筆者は貧困問題の取材を通じて宇都宮健児さんの人柄に長く触れている。もう10年近いだろうか。2012年に「貧困ジャーナリズム賞」を受賞した際には宇都宮さんから表彰状を おし頂いた。
秘密保護法の成立後、顔を合わせた際「アンタもやられない(逮捕されない)ように気をつけてよ」と声を掛けられたことを思い出す。ワーキングプアなど弱者を救済するために、氏が尽力する姿を現場で幾度も見ている。
宇都宮陣営の選挙ボランティアによれば、救済された彼らは宇都宮さんについて語って歩いたという。選挙戦において口コミは強力だ。
労働者の4割が非正規、若者に至っては6割を占める。彼らの大半は年収200万円以下だ。非正規労働は大きな社会問題である。
宇都宮陣営はここにスポットを当てた。安倍政権の「世界一企業が活動しやすい国」に対して「世界一働きやすい、世界一暮らし易い」と強調した。
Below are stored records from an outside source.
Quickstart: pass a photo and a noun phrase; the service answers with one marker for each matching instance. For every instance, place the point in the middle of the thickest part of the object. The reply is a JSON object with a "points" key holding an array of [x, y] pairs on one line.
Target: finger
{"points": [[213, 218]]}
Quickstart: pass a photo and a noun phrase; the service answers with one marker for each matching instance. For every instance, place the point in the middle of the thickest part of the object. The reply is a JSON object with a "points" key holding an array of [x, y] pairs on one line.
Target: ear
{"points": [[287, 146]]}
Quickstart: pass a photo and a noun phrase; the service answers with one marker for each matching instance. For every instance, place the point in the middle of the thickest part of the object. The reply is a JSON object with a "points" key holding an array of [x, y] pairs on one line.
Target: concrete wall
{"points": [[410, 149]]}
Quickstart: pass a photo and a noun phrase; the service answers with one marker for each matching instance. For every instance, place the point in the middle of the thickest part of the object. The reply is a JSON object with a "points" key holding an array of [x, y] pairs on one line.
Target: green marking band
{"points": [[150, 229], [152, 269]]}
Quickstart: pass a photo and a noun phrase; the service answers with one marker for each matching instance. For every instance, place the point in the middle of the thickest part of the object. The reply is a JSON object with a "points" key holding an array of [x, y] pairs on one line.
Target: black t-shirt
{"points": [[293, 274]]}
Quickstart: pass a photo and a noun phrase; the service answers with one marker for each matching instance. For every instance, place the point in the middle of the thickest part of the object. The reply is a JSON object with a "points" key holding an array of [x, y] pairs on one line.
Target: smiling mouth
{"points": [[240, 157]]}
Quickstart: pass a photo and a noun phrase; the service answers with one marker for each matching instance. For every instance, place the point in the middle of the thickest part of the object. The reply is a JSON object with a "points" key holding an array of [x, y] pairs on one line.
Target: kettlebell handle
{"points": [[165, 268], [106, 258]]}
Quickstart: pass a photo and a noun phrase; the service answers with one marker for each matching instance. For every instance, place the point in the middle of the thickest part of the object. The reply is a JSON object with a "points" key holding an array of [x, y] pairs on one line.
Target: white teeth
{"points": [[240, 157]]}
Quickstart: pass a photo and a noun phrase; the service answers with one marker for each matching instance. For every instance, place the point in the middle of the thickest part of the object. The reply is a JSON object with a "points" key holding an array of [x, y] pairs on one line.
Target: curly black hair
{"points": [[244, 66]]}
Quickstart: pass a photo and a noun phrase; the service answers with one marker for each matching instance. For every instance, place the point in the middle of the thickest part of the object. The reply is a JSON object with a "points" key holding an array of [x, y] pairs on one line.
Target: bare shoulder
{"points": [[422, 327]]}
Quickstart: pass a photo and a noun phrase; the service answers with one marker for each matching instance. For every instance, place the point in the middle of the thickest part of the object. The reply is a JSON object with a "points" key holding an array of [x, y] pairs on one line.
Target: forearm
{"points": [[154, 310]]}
投票率が前回より10ポイント以上も下がったにもかかわらず、宇都宮候補は前回より得票を伸ばし次点につけた。ネット戦術が充実していたこともあるが、庶民の不満をすくい上げたことが大きい。
宇都宮陣営の街頭演説では共産党の地元議員や国会議員が“ 前座 ”を務めた。
「派遣法を改正(改悪)して多くの非正規労働者を創り出したのが小泉政権」「細川さんは佐川急便からカネをもらった人」…彼らは必ずと言ってよいほど「小泉・細川(中道保守)」を批判した。
そしてそれは効を奏した。都知事選に限っていえば中道保守は駆逐されたと言える。共産党が唱える「自共対決」は実現したと見ることもできる。
中道保守がめっきり弱くなったことの副産物は右翼の台頭だ。元空幕長の田母神俊夫候補は60万票を獲得した。支持層はネトウヨと呼ばれる人々や、自民党の舛添擁立に反発する人々だ。自民党右派の支持層と重なる。
独自の歴史認識で注目を浴びる元空幕長の善戦は、「右翼の台頭」で済ませることができない。
宇都宮陣営に関わっていた、ツイッター名 @keiki22 さんは次のように明かす―
「宇都宮ボランティアの少なくない数の人間が田母神さんの街宣を見に行ってる。実際にチラシも受け取って、向こうのボラの人の話も聞いて来てる。そして、どんな気持ちでボラに参加してるのかも様々な事を知ってる。彼らの中に、田母神さんと宇都宮さんで悩んでる人も少なくないと、そこで知った」。
社会の仕組みが酷過ぎて いわゆる「99%」が生きて行けなくなれば、「中道保守」など消し飛ぶ。右翼と左翼だけとなる。
バランスを失った時、社会は一気にどちらかに傾く。いかにも危うい。この国にあって先に火をつけそうなのは、マスコミと政府を握っている方だ。